<僕の夏休み>
予定よりもひとつ前の電車に乗れたので、
新幹線の駅には、発車時刻よりも四十分も早くついた。
ぶらぶらと、駅の構内をうろつく。
──朝の駅は、魅力的だ。
旅のはじまりというスパイスがあるから。
とくに、今日のような雲ひとつない七月の朝は最高だ。
「――シウマイ弁当、ひとつ」
目に付いた駅弁コーナーで、朝食を買い込む。
駅弁は、旅の魅力の増幅機能を持っているに違いない。
この<魏陽軒>のシウマイ弁当にも、電車の中で食べると、
きっと特別な魅力をもってくるのだろう。
個人的には、シウマイもさることながら硬めに焼いたマグロの切り身がツボだと思う。
あと小さなサイコロ状に切られた味付け筍と、半分に切られたアンズも。
ちょっぴりうきうき感が上がった僕は、弁当の包みをぶら下げてきびすを返し、――立ち止まった。
ドラッグストアが店を開くところだった。
駅の薬局は洗面道具や急に必要な薬を取り揃えているものだけど、
このドラッグストアは大規模で、何だってそろっている。
そう、何だって──。
不意に、僕は、この帰省の目的を思い出して、うつむいた。
毎年、夏休みに行っている、田舎の本家。
でも、今年の帰省は、今までと違った意味があって……。
……僕は、ふらふらと店の中に入っていった。
「いらっしゃいませ」
笑顔の女の人に声を掛けられ、どぎまぎとする。
奥のほうにいる年配の男の人──店長さんかな?――に小声で質問し、あるものを購入する。
不思議と、躊躇はなかった。
これは、お守りだ。
なんとなく買わずにはいられなかった、気休め。
新幹線で一時間半。
便利なものになったなあ、とオヤジくさい感想を抱く。
昔は、もっと時間も距離も長いもののように感じていた。
幼稚園のころの記憶だ。
地下鉄の接続がまだで、新幹線に乗る駅まで着くのにも一苦労だった時代。
窓の外に流れる景色もだいぶ変わったように思える。
──いや。
シウマイ弁当を食べ終えるころには、それは見覚えのある風景になっていた。
青々とした水田や、森や、山や。
ああ、あのきれいな三角の岩山は見覚えがあるぞ。
何という名前の山だったか、後で調べようと思って、いつも忘れる。
昔、――田舎に帰るのに、まだ両親といっしょに行ってたころ──父さんに教えてもらったはずなんだけど。

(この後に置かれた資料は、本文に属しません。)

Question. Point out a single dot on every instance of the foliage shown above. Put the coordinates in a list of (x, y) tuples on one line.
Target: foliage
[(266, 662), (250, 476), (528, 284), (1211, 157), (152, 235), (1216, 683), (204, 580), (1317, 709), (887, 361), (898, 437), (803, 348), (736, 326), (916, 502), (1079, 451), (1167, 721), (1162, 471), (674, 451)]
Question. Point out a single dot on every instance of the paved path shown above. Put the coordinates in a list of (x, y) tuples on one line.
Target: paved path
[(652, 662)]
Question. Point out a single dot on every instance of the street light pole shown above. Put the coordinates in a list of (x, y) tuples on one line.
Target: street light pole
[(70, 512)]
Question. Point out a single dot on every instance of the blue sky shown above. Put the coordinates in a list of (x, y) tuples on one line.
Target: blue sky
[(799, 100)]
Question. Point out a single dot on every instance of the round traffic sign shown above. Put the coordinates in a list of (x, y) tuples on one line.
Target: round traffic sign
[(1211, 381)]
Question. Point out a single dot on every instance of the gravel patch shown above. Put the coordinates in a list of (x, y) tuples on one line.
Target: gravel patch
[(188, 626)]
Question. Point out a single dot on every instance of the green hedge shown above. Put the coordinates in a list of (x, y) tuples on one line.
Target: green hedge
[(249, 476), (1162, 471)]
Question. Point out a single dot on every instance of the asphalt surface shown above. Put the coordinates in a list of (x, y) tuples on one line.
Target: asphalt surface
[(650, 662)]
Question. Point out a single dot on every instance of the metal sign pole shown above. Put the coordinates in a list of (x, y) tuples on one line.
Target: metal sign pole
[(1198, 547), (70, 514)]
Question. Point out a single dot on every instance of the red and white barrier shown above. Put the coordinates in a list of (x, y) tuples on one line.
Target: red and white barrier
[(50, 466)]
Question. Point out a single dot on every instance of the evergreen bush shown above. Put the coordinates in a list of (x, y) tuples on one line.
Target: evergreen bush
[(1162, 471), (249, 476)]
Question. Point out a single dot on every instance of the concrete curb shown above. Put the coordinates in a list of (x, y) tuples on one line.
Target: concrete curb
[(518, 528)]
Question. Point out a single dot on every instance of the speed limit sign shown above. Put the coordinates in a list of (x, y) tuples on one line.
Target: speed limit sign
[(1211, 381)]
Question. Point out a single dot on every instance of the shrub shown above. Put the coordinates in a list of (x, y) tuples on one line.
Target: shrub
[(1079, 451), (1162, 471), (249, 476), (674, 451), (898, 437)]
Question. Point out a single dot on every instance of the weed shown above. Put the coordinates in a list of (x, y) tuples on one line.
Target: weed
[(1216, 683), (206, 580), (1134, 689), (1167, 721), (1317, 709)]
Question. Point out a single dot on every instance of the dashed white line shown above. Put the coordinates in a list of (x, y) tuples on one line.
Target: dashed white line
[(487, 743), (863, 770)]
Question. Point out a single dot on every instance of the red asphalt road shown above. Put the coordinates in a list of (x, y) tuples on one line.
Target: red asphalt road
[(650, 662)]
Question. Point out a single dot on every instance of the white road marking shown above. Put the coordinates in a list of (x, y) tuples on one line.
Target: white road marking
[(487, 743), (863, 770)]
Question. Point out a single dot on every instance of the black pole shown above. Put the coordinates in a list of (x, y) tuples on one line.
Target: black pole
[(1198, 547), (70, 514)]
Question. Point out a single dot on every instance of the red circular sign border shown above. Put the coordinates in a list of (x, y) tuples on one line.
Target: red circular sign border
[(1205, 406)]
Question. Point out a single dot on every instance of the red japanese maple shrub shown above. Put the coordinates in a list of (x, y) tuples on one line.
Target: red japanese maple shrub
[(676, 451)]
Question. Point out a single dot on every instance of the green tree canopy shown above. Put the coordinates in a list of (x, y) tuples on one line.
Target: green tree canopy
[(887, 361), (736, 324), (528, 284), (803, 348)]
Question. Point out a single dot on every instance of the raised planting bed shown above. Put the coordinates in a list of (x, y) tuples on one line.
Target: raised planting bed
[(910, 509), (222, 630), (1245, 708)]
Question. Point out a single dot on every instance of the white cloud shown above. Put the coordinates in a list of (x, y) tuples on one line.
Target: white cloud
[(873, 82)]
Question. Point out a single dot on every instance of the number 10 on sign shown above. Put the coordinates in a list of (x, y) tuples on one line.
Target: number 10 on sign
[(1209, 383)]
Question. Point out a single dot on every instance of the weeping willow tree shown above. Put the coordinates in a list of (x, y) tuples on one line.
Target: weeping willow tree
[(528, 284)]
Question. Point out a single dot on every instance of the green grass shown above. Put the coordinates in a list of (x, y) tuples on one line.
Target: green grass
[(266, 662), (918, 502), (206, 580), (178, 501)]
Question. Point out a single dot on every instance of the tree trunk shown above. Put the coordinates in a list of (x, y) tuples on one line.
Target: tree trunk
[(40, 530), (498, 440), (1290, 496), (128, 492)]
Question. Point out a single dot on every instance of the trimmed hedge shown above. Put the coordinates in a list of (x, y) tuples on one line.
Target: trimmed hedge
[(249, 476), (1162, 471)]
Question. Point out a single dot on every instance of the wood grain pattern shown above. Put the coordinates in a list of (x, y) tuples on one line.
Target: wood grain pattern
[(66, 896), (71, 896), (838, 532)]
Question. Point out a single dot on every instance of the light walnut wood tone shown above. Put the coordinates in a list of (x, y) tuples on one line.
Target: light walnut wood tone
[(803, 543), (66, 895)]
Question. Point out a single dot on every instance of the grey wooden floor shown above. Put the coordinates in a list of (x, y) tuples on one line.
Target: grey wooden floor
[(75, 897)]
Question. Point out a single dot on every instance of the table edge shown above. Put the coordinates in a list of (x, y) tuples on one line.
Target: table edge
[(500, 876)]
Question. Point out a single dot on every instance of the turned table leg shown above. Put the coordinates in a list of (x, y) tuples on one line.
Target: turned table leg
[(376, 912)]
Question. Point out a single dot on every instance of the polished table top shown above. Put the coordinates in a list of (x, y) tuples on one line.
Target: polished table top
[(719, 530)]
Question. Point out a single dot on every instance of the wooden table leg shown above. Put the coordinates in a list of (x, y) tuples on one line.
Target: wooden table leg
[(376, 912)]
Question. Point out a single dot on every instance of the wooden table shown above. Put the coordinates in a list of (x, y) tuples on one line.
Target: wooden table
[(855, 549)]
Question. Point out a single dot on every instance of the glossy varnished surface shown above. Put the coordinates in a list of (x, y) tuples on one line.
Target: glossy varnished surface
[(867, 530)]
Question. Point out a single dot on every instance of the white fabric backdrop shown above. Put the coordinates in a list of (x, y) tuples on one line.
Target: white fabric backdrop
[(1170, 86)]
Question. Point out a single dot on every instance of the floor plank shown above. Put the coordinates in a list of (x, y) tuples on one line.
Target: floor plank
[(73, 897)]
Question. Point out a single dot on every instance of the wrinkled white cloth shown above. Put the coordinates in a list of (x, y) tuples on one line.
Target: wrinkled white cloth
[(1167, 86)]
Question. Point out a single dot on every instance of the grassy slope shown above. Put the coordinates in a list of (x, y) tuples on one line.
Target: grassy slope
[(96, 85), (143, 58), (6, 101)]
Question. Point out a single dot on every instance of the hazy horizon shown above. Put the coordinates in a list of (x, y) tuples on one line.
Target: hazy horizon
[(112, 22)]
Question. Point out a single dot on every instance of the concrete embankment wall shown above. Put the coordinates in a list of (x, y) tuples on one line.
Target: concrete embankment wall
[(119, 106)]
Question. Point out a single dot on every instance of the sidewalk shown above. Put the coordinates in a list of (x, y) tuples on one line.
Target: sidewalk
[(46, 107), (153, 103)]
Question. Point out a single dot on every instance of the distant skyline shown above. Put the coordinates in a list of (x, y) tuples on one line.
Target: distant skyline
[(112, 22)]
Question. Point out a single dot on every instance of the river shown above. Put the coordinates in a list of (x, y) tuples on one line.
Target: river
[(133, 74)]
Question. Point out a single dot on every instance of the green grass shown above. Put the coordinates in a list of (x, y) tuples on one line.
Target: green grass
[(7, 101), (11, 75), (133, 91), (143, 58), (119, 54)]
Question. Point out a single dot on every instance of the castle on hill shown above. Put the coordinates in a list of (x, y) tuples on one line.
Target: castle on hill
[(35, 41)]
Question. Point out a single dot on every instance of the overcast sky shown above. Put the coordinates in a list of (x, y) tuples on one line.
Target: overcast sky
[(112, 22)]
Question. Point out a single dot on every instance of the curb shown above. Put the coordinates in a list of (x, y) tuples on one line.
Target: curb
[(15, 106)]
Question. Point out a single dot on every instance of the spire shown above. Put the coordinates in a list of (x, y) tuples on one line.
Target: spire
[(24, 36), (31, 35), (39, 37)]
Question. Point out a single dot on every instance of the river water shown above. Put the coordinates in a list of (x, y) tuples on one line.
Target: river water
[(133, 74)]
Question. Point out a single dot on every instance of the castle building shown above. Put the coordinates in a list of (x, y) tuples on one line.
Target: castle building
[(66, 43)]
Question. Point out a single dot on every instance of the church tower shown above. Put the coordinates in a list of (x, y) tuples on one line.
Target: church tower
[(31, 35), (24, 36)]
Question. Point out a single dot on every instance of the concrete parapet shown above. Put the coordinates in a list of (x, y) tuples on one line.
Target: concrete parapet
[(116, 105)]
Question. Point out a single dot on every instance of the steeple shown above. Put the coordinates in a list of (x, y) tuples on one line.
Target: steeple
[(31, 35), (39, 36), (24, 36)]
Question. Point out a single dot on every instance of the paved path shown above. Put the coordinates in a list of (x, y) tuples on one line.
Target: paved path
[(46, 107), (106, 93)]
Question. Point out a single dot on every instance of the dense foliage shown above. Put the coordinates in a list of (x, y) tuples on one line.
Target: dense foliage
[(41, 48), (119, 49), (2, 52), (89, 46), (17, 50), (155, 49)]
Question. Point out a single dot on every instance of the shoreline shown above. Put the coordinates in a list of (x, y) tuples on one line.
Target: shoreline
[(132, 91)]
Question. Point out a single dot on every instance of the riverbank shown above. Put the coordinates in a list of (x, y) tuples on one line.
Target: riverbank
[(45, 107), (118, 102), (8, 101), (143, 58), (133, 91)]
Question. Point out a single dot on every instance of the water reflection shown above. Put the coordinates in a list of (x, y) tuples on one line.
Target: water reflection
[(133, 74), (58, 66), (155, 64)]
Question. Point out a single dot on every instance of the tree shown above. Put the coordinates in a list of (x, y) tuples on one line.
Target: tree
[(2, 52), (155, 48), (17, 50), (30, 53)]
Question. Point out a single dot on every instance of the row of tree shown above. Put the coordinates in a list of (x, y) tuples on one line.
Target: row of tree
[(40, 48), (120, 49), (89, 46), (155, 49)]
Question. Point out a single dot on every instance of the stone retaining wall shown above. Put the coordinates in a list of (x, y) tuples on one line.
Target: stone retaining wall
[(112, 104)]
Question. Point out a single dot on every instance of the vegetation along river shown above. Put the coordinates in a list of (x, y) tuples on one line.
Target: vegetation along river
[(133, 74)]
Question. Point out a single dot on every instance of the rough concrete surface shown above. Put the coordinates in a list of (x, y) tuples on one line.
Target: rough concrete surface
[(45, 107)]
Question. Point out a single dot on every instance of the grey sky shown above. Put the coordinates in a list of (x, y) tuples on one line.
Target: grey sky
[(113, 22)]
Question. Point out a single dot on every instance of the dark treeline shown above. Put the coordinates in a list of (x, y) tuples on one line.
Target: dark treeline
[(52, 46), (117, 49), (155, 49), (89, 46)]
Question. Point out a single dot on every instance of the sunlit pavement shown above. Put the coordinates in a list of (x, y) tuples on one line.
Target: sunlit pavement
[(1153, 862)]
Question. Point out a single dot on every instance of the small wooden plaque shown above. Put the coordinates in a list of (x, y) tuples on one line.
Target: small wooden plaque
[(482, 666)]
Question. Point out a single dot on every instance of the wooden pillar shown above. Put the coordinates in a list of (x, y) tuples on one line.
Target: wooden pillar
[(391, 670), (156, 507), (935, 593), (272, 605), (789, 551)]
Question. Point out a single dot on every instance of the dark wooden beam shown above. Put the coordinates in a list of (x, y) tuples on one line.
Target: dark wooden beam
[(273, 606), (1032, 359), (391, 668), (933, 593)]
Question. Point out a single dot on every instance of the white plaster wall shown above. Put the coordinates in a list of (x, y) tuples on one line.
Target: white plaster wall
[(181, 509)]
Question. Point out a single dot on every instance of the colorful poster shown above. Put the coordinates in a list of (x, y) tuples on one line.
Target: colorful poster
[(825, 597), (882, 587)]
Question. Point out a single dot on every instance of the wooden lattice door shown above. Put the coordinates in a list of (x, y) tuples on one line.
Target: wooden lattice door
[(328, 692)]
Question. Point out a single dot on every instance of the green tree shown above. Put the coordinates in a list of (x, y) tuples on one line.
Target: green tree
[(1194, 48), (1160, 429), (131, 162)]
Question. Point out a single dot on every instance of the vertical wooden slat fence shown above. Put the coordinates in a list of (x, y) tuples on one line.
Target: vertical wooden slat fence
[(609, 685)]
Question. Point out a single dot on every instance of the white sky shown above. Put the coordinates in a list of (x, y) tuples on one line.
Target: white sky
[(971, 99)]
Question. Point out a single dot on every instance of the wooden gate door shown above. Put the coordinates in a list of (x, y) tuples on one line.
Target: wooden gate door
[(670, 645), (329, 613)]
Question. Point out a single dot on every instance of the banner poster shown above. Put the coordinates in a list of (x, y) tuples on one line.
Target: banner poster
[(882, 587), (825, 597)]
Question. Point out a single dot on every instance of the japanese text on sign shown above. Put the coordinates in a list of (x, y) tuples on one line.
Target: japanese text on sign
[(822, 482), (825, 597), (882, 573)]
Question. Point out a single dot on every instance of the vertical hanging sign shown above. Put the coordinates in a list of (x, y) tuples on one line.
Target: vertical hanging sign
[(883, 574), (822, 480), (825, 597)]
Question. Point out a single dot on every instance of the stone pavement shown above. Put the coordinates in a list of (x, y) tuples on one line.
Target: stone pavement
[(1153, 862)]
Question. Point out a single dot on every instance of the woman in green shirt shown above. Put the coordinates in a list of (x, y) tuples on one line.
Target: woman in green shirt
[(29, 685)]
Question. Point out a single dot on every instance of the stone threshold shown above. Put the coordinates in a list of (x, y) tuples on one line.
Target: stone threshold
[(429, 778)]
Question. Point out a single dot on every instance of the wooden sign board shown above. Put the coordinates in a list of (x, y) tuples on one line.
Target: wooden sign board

ぼんやりと眺めていると、風景はどんどんと見覚えのあるものになってきて……降りる駅に着いた。
新幹線から在来線に乗り換えて、二駅。
景色がさらに田舎になる。
駅から二十分。
山の方へ向かうコースのバスは、最初から乗る人もまばらだったけど、
僕の目的地──山のふもとのバス停に着く頃には、乗客は僕一人だった。
──ときどき考えるんだけど、ひょっとしてこのバス停って、うちのために作られたんじゃないのかな。
このバス停が出来たのは、二十年くらい前のことで、
当時も今も、このあたりに住んでいるのは僕のうちの「本家」とその関係者だけだ。
車を何台も持っていたって、運転してくれる住み込みのお手伝いさんも何十人もいたって、
「娘にバス通学を経験させること」にこだわって、寄付やら何やら手を回す──それくらいやりそうな家だ。
そんなことを考えながら、料金を払ってバスを降りる。
「……!」
──バス停には、もうお迎えが来ていた。